It can take some mental climbing to slide our understanding of charity from something Heaven is demanding from us to something Heaven is offering to us. I sincerely believe that during the moments we are experiencing the pure love of Christ, no one has to tell us what to do with it. The act of offering it to others comes naturally and it’s quite a remarkable trail marker.
However, like I mentioned the other day, we all experience life uniquely and there’s an infinitely broad spectrum when it comes to even having a context for experiencing unconditional, Christ-like love. Some of us have been or are in situations where receiving that kind of love is an idea shrouded by so much real-life awfulness that it seems almost impossible and yet we do our best to offer what we imagine it is to others. Some of us have known the goodness of love and perhaps still struggle to accept the idea that the Savior could be as merciful and accepting as our families. And then there are some of us who choose to disavow charity altogether and reject her very existence. To be fair, most of us are just trying to improve at whatever place we’re at right? We’re all somewhere on the spectrum of learning to love as He did and our collective goal is to move toward the Savior instead of away. The personal implementations of those goals will be unique and I’m really interested in experiences other than my own.

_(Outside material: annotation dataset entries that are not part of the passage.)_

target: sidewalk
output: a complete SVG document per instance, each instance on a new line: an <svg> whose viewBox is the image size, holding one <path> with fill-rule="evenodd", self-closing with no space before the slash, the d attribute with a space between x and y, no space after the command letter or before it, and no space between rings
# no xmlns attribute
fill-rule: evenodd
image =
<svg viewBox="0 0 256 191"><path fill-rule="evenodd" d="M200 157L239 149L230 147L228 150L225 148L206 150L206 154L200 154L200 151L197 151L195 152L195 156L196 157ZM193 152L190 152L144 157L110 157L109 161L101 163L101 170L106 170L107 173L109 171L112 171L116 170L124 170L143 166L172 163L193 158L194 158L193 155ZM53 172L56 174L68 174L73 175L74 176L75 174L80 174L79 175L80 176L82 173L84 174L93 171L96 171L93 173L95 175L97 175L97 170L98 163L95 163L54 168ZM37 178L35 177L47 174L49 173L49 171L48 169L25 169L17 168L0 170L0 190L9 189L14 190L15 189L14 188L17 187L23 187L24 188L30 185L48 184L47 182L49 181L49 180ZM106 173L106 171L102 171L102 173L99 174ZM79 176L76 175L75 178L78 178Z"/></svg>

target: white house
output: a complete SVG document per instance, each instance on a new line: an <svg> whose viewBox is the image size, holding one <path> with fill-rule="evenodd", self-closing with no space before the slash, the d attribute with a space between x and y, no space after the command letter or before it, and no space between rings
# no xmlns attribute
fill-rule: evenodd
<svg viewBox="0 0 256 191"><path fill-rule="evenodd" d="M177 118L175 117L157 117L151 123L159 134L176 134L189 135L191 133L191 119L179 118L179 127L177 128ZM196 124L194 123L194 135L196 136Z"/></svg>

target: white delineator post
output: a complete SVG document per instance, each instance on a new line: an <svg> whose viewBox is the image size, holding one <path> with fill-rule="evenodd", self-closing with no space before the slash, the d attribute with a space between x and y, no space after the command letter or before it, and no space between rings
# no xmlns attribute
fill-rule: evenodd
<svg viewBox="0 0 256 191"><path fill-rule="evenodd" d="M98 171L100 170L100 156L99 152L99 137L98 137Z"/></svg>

So it seems prudent for us to find a beginning apart from ourselves. A starting place to begin to grapple with charity and her virtues. Paul, the roadside convert, filled letter after letter with life-altering thoughts about charity and I can’t help but think there were only a few people in scripture who knew charity as well as he did. Like John in the New Testament, Isaiah in the Old, and Alma and Moroni, good men from a book of scripture I believe in called the Book of Mormon, Paul speaks of charity with such surety and such vivid description and I know he had profound experiences with it. He spent the rest of his life trying to use slippery words and sincere actions to convey it to others. And I believe because all those men felt the grace-full influence of the Son of God, they explored every avenue for helping us understand it and feel it.
As Paul defines it, “Charity suffereth long and is kind; charity envieth not; charity vaunteth not itself, is not puffed up, Doth not behave itself unseemly, seeketh not her own, is not easily provoked, thinketh no evil; Rejoiceth not in iniquity but rejoiceth in the truth; Beareth all things, believeth all things, hopeth all things, endureth all things. Charity never faileth…”

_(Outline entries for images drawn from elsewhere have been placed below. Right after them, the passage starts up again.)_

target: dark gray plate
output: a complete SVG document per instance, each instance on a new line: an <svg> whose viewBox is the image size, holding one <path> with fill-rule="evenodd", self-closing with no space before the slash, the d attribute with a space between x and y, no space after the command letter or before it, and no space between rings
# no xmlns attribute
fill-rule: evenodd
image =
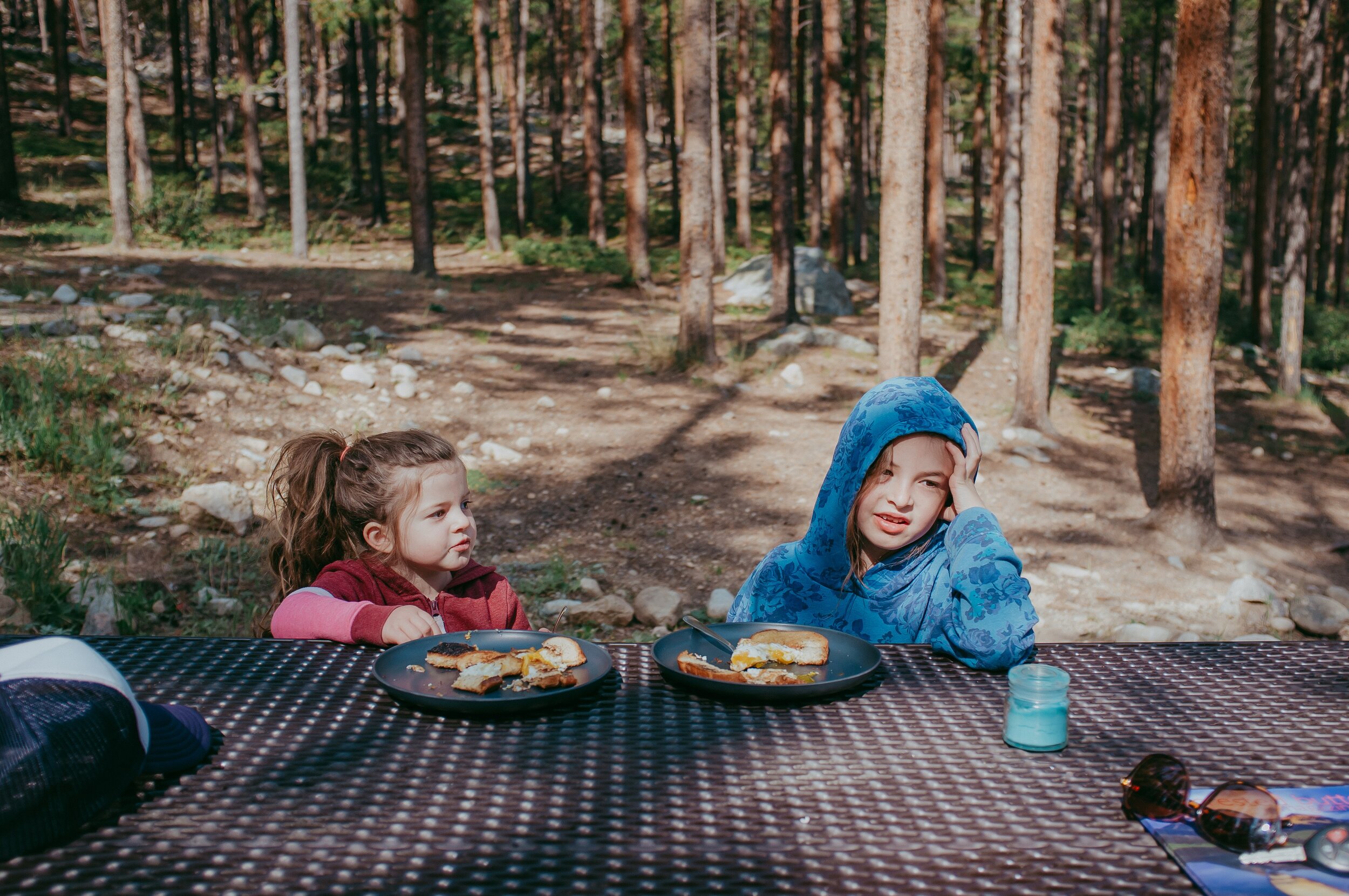
<svg viewBox="0 0 1349 896"><path fill-rule="evenodd" d="M464 640L465 634L469 636L467 641ZM456 691L449 685L459 677L457 671L437 669L426 664L426 650L442 641L457 641L471 644L480 650L507 653L510 650L541 646L544 641L552 637L556 636L549 632L483 629L480 632L451 632L449 634L417 638L415 641L391 646L380 653L375 660L375 680L394 698L436 712L500 715L552 708L580 699L599 687L604 676L614 668L614 660L608 656L608 650L598 644L572 638L585 652L585 663L571 669L571 673L576 676L575 687L553 688L550 691L541 691L538 688L527 691L503 691L498 688L487 694ZM425 672L409 669L409 665L420 665ZM511 680L506 679L507 683Z"/></svg>
<svg viewBox="0 0 1349 896"><path fill-rule="evenodd" d="M816 672L816 679L811 684L714 681L712 679L701 679L688 672L680 672L679 654L684 650L699 653L706 656L714 665L720 667L726 667L730 663L731 654L695 629L680 629L670 632L652 645L652 657L661 669L661 677L676 687L743 703L799 703L854 688L870 677L876 672L876 667L881 664L881 652L876 649L876 645L857 636L835 632L834 629L817 629L811 625L786 625L782 622L719 622L708 627L731 644L764 629L819 632L830 640L830 661L824 665L786 667L792 672Z"/></svg>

To be clear, I am a fellow traveler, fighting the good fight right alongside you. I claim no authority on this or any other topic and I have far from figured out the intricate details of that which I speak. So my triumphs and failures in this endeavor look a lot like yours but my intent is to recognize the small morsels of charity that I am offered or that I am privy to so that I can better understand the love Christ is offering me.